O çocuklardan biri de gelecekte iyi bir makinist olmayı hedefleyen Hasan’dı. Hasan’ın yağlı elleri, yaşam mücadelesiyle çok erken tanıştığını anlatırken, sözleri, adeta birçok gence yaşam dersi verir nitelikte.

Lefkoşa’da bir ortaokul öğrencisi olan Hasan K., hafta sonlarını çalışarak geçiriyor ve okul harçlığını çıkarıyor.
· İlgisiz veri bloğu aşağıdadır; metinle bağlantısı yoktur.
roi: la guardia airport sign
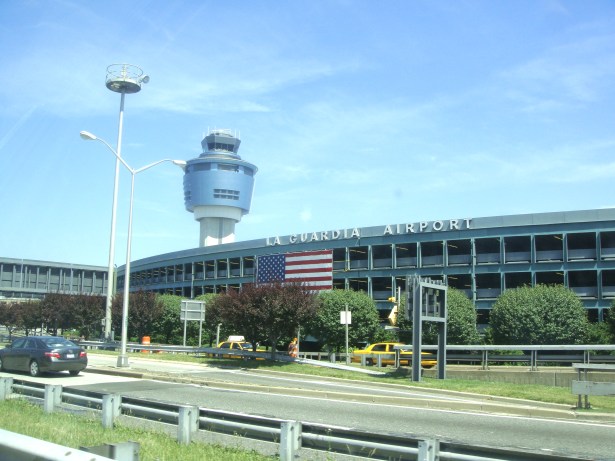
[266,218,472,246]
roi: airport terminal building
[118,209,615,323]
[0,129,615,324]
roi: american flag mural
[256,250,333,290]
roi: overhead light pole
[79,131,186,367]
[104,64,149,341]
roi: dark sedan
[0,336,88,376]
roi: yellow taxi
[218,341,252,359]
[351,341,438,368]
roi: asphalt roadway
[66,353,615,460]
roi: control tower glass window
[218,163,239,173]
[214,189,239,200]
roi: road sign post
[179,299,205,347]
[340,304,352,365]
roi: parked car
[351,342,438,368]
[0,336,88,376]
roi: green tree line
[0,284,615,346]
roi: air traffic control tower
[184,129,258,247]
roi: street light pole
[117,158,186,367]
[79,131,186,367]
[104,64,149,341]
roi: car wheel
[30,360,41,377]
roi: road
[1,354,615,460]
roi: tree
[397,287,480,344]
[307,290,383,352]
[40,293,75,335]
[195,293,225,346]
[490,285,589,345]
[604,306,615,341]
[112,290,163,341]
[19,300,43,336]
[0,302,23,340]
[151,294,183,344]
[214,283,317,358]
[70,294,105,339]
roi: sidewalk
[87,357,615,424]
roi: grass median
[0,398,277,461]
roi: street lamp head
[79,131,98,141]
[171,160,186,170]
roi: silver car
[0,336,88,376]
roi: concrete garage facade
[0,258,107,301]
[118,209,615,323]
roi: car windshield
[41,338,77,347]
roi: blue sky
[0,0,615,266]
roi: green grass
[88,351,615,413]
[0,399,277,461]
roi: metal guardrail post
[43,384,62,413]
[0,378,13,400]
[280,421,301,461]
[416,439,440,461]
[177,405,199,445]
[102,394,122,429]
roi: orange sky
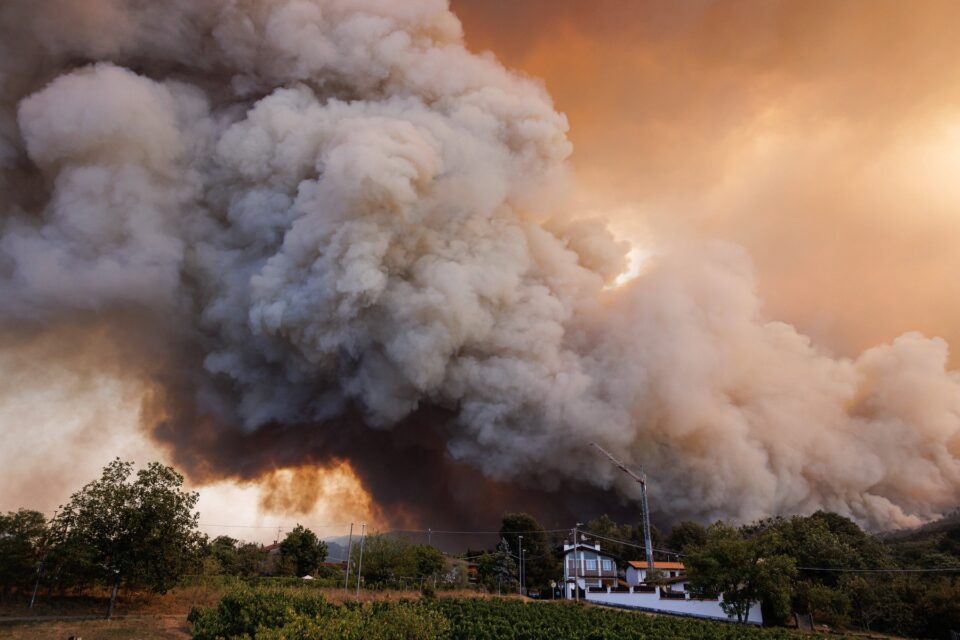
[452,0,960,362]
Ev hanımı bir annenin ve hamallık yapan bir babanın oğlu olan 15 yaşındaki Hasan’ın, kendisinden küçük iki kardeşi daha var.

“23 Nisan Çocuk Bayramı’nda neden buradasın?” diye sorduğumuz Hasan, okul törenlerinin olumsuz hava koşulları nedeniyle ileriki bir tarihte yapılacağı için kendisinin de bugün çalışmayı tercih ettiğini söyledi.

“HAYATA BİR SIFIR ÖNDE BAŞLIYORUM”

Okul harçlığını çıkarmak için kendi isteğiyle çalıştığını belirten ve çocuk yaşta çalışıyor olmasına rağmen hayata pozitif bakan Hasan, “Ders notlarım iyi, sadece bir tane kırık notum var, onu da ikinci dönemde düzeltebilirim. Buraya hafta sonları sabah babam beni bırakıyor, ustam da eve götürüyor. Kendi isteğimle geliyorum, okul harçlığımı çıkarıyorum” dedi. 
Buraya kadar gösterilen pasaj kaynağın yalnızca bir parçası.